For individuals, take time for self-reflection and consider personal values, cultural traditions, faith-based beliefs, and life experience. Many are motivated to run or walk or dance or bake for the cure, after losing a loved one to cancer. If you received life-changing mentorship from a great coach or teacher, consider paying it forward by becoming a Big Brother or Big Sister.

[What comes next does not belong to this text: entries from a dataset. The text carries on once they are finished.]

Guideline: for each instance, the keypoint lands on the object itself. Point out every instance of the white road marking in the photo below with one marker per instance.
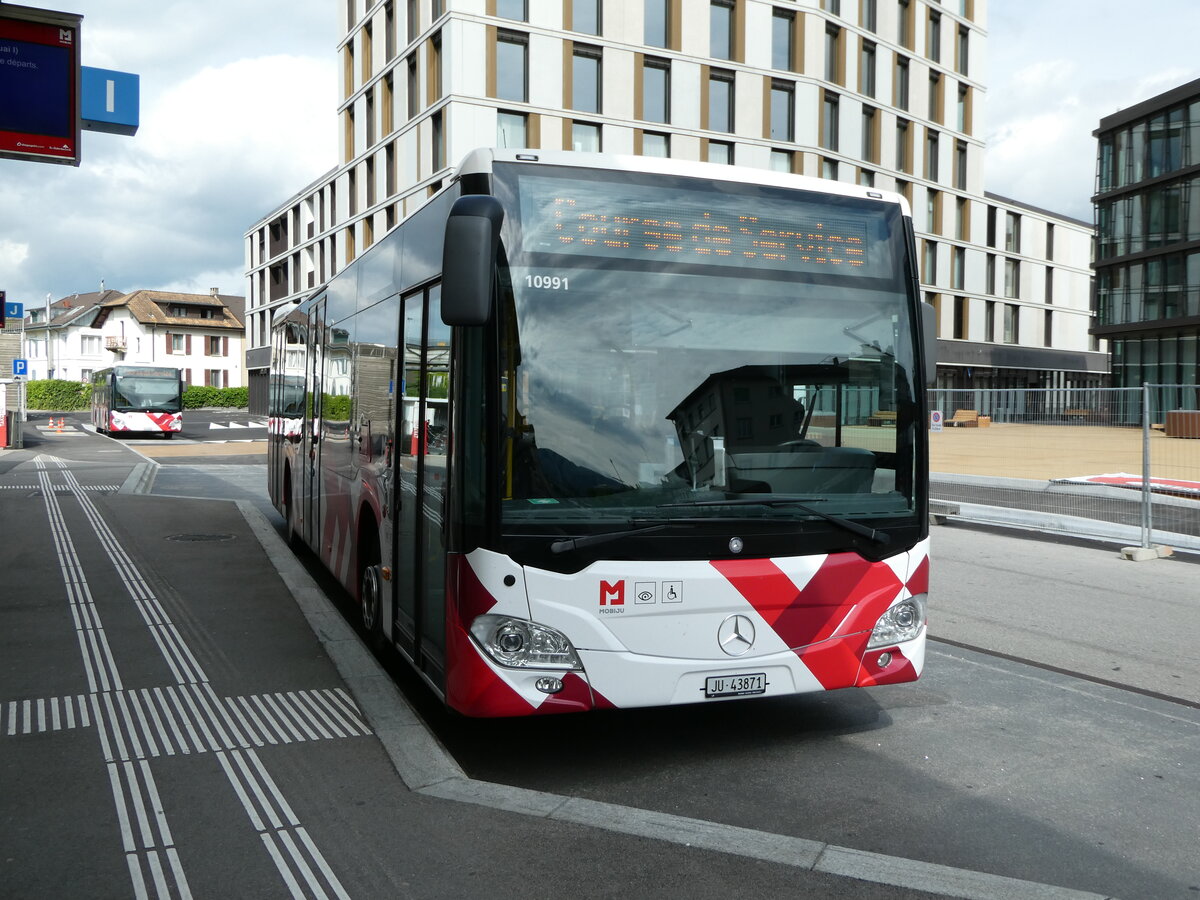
(137, 725)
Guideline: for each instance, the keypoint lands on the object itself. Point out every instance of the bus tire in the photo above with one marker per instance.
(289, 514)
(371, 599)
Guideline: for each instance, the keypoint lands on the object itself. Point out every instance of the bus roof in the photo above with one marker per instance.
(480, 162)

Picking a cause can be this easy.

Lens Two: Your Assets

Look more logically at your skill set. Are you a contractor or an architect with expertise in building homes? Think homelessness or housing infrastructure, and give your staff paid time off to volunteer with Habitat for Humanity. If you are the staff, ask for it—with a well-thought-out pitch. I stress these obvious connections because I've met with countless corporate groups to assess strategy only to find that the causes they've adopted are seemingly random. For companies, the purpose should be a logical extension of the business, both for ease of execution and for better customer response. ME to WE has commissioned studies with Mission Measurement and found that business–charity partnerships are perceived to be more authentic by customers when the brand and social mission are compatible, when it makes sense for the company to care about its cause. And a purpose that relates to the core business more directly drives further exploration of a company's products and services.9 One way to ensure compatibility is to make your business assets work for your purpose.

GoodLife Fitness, the largest health club chain in Canada, leverages facilities, equipment, and instructors. The GoodLife Kids Foundation funds free fitness classes for partnering schools through its Goodlife4Kids School Program. And their Jump! Child Minding keeps kids occupied and physically active, while their parents get in a workout. The purpose is focused; it fits the healthy lifestyle brand and core business model by adding value to the service, since parents without babysitters can still use Goodlife facilities.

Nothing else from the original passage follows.